Delle castagne, va detto che le varietà presenti in Italia sono circa trecento e bisogna distinguere fra castagna e marrone. La prima è il frutto del castagno selvaggio e ogni riccio contiene tre frutti. Il secondo, invece, proviene da alberi coltivati e sempre migliorati con successivi innesti e ogni riccio contiene normalmente un solo frutto. Il marrone, rispetto alle castagne, ha un sapore più dolce e più profumato, è più grande e, sotto la buccia, è protetto da una sottile pellicina che può essere tolta molto facilmente. Il miglior periodo per “andare a castagne” è proprio questo, diciamo dalla fine di settembre fino ai primi di dicembre.

Con le castagne, si prepara un dolce che si chiama “castagnaccio”. A dir la verità, il nome e la ricetta cambiano, a seconda del luogo di preparazione.

Un ambulante vende il castagnaccio durante una fiera.

In Lunigiana è una torta molto sottile chiamata patòna; in alcune zone dell’Appennino toscano è la torta di neccio; in Romagna è castagnaccio; in altri luoghi si chiama toppone, migliaccio, castignà… Sta di fatto che dopo anni in cui questo dolce povero della cucina appenninica era stato abbandonato, oggi è stato riscoperto, è tornato sulle tavole e gli si dedicano anche sagre e feste. Alcune Regioni (Toscana, Emilia-Romagna, Lazio, Liguria, Piemonte) l’hanno riconosciuto tra i prodotti agroalimentari tradizionali. Noi vi proponiamo una ricetta dell’Appennino romagnolo.

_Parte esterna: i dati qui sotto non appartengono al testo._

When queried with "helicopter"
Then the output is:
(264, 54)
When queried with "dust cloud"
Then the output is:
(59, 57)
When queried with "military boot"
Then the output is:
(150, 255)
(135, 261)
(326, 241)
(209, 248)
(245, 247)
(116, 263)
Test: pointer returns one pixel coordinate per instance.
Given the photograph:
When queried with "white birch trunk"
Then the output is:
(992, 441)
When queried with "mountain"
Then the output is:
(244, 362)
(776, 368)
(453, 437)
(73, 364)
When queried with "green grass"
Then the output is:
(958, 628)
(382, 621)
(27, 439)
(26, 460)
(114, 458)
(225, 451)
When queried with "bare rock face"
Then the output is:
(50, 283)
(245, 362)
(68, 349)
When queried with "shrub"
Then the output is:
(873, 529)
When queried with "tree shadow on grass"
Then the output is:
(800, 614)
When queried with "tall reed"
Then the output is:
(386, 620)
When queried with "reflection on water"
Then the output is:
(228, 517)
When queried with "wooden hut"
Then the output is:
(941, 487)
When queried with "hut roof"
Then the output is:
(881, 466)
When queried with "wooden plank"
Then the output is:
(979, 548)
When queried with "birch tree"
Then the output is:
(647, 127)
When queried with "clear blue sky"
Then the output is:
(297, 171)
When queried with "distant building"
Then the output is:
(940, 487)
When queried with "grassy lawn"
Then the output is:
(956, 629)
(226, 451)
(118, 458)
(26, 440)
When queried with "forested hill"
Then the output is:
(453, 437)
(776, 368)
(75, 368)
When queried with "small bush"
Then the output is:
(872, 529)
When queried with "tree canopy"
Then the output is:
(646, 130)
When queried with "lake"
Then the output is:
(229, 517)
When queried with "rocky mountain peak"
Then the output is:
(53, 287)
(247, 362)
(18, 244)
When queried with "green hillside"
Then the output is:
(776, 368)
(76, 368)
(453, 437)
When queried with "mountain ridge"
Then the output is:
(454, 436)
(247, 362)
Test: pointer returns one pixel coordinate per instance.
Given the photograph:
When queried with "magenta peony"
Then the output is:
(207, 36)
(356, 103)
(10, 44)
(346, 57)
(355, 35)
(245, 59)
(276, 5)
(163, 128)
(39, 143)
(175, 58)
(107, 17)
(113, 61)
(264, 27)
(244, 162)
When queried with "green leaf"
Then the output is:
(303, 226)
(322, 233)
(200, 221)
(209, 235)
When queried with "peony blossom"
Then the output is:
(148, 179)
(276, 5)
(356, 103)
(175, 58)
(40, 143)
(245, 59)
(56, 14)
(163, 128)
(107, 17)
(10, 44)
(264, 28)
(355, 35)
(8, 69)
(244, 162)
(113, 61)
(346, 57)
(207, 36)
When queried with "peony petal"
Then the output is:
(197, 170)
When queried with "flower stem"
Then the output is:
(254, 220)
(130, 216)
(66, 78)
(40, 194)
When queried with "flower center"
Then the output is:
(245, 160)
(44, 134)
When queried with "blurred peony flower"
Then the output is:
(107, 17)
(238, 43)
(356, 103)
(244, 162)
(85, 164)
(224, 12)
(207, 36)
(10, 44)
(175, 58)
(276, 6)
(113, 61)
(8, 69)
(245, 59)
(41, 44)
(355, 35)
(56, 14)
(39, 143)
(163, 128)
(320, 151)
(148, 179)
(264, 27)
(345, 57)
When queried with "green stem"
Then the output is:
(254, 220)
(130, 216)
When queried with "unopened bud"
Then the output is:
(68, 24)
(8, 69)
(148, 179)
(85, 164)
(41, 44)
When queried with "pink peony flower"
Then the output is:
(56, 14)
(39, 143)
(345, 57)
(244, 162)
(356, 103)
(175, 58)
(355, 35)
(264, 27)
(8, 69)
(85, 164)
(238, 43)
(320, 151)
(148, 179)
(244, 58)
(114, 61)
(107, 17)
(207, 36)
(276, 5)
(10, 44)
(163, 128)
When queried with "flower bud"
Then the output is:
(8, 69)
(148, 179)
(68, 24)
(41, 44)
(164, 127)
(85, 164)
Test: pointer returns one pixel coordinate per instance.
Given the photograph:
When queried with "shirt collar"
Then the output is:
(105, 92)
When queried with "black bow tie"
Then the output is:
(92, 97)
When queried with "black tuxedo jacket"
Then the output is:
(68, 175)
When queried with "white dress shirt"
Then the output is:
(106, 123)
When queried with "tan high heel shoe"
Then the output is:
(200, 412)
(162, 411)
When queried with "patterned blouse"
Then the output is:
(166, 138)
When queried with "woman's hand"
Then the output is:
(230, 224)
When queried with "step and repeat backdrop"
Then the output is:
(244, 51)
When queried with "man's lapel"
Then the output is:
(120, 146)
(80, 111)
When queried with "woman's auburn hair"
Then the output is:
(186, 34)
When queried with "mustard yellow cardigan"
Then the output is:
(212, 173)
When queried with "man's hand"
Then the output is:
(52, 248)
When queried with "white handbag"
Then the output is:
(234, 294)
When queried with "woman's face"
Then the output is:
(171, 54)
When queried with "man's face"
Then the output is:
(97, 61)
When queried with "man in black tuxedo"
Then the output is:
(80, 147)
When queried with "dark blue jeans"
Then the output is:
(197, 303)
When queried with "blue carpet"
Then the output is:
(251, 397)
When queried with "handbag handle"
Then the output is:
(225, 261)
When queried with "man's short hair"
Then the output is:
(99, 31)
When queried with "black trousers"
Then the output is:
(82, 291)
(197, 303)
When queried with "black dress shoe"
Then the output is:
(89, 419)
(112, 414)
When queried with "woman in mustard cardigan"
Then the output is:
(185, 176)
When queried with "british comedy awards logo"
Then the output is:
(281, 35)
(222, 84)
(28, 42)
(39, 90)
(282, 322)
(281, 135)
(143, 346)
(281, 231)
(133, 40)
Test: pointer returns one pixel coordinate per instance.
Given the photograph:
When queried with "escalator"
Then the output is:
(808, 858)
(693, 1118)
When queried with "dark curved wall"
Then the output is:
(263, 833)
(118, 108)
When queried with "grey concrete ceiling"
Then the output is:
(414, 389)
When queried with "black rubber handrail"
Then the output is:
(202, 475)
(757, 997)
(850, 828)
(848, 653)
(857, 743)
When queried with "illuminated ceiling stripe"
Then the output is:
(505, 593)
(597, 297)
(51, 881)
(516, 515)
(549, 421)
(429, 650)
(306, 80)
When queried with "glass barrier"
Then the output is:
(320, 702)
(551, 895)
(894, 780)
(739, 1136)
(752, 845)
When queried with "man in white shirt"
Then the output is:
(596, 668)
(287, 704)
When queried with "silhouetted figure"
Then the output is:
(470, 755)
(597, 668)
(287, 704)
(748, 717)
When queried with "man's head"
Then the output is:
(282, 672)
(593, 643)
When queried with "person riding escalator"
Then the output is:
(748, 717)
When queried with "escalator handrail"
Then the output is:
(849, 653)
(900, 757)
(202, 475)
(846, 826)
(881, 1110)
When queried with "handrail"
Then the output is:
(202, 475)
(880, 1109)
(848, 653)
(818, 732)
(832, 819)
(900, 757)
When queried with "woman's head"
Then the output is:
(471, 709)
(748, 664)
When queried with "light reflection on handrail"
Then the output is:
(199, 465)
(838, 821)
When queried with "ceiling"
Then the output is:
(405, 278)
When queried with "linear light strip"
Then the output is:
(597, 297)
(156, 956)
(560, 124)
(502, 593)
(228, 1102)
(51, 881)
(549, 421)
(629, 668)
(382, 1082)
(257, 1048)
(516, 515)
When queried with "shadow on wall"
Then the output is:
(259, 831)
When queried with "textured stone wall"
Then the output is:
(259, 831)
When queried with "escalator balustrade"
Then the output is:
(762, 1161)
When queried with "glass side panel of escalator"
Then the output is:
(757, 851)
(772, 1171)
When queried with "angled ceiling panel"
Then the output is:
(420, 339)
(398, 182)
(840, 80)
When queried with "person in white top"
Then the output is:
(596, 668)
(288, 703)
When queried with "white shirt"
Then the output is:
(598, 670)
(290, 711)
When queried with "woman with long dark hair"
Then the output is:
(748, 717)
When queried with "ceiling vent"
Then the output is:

Ingredienti per una teglia media

Un chilo di farina di castagne, acqua, sale, pinoli sgusciati o noci, rosmarino, strutto o olio.

Preparazione

In una terrina impastate la farina di castagne con acqua e un pizzico di sale aggiungendo una manciata di pinoli sgusciati o noci sminuzzate, in modo da ottenere una pastella non tanto densa che coli come il miele.

Versate il tutto in una teglia media, precedentemente unta con strutto o olio o burro, in modo che lo spessore del composto nella teglia abbia uno spessore di circa due centimetri. Guarnite la superficie con pinoli o noci, qualche ago di rosmarino e una croce d’olio. Cuocete il tutto in forno a circa 150 gradi fino a quando la superficie diventa color cioccolato e incomincia a screpolarsi. Si può controllare la consistenza affondando la lama di un coltello che ne deve uscire pulito. Lasciate che si raffreddi un poco prima di tagliarlo in quadrotti e servirlo.